Osaka: the new No. 2?

>> No.110591  

>>110587

Didn't The Prisoner say in "Once Upon A Time" that he was "very good at sums"?

>> No.110604  

so in the same sense, would 2.999... = 3?

>> No.110605  

>>110604

Yes, and 0.77(9) = 0.78, or 4.(9) = 5.

In general, any number that can be written with a finite number of digits can also be written as a non-terminating decimal ending in repeating 9s.

>> No.110628  

>>110605
Pie arguement still stands, the arguement against it is the equivilant of "No cuz my god says dat isnt truez!!!11!!1

>> No.110629  

>>110628
Actually it doesn't.

Seems our mod is stronger than your god.

>> No.110630  

>>110629
my god? lol wut?

>> No.110830  

Does this mean that 1/2*1/2*1/2... = 0? I'm not trolling...

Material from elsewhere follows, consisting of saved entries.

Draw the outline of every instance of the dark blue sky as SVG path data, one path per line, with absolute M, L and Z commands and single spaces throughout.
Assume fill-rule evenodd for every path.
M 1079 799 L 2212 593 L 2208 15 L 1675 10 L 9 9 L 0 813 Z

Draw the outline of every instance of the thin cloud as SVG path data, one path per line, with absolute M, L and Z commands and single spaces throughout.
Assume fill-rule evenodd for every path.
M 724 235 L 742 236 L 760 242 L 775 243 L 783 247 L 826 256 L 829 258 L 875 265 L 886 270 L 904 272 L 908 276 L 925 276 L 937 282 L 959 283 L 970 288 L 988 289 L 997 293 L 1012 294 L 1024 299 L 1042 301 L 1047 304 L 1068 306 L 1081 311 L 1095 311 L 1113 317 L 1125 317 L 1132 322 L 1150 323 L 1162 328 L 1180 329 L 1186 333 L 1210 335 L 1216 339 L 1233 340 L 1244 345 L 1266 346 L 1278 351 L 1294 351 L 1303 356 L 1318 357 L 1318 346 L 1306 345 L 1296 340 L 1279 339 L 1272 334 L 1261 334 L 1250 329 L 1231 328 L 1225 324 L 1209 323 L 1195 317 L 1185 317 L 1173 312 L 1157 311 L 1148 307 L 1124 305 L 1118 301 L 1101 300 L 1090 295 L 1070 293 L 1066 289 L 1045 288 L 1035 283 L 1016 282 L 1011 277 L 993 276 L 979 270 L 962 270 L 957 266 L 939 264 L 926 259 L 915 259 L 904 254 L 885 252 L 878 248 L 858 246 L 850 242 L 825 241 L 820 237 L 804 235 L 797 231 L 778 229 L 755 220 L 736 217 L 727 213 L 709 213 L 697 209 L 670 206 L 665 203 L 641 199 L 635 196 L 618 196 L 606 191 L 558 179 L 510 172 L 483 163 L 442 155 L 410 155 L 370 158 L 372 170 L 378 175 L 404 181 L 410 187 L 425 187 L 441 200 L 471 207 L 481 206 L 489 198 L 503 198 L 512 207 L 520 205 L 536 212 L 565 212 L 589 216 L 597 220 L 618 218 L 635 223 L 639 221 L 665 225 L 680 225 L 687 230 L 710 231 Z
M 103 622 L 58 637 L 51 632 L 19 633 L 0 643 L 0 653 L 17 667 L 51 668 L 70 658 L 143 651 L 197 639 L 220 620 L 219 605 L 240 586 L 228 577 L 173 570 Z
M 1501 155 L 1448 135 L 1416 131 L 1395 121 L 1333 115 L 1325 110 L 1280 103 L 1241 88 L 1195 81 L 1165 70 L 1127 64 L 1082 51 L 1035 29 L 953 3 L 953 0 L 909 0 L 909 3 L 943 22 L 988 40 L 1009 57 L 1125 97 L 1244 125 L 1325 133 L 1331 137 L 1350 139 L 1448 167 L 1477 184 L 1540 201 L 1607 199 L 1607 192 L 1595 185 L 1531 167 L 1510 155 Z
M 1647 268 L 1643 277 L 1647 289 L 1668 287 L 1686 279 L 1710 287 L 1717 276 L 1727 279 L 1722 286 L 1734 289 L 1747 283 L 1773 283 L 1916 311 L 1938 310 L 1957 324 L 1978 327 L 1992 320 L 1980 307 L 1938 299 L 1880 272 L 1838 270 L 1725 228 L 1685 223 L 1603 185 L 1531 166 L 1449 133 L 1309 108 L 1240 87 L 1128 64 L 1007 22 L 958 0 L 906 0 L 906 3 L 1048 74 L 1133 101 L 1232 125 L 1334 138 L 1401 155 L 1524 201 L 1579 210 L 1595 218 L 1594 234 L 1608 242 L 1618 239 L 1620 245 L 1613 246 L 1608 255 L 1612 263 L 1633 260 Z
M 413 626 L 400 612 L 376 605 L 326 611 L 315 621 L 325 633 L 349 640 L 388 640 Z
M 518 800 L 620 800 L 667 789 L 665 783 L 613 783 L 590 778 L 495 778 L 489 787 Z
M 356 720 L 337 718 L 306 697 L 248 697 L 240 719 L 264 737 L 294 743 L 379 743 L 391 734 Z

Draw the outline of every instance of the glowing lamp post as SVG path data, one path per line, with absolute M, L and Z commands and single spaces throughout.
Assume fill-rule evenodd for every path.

... also, that's a great parody. Azuma's comedic setups are so complex and fluid, yet his jokes are so simple... but very outside-the-box, as to where they have about the same effect that your parody has (though I found your parody funnier... it's hard to appeal to such a small audience). Reindeer not existing because they're most often thought of being related to Santa Clause (who is dead)... brilliant.

>> No.110833  

>>110830

Yes, lim( (1/2)^x ) as x -> infinity is equal to 0.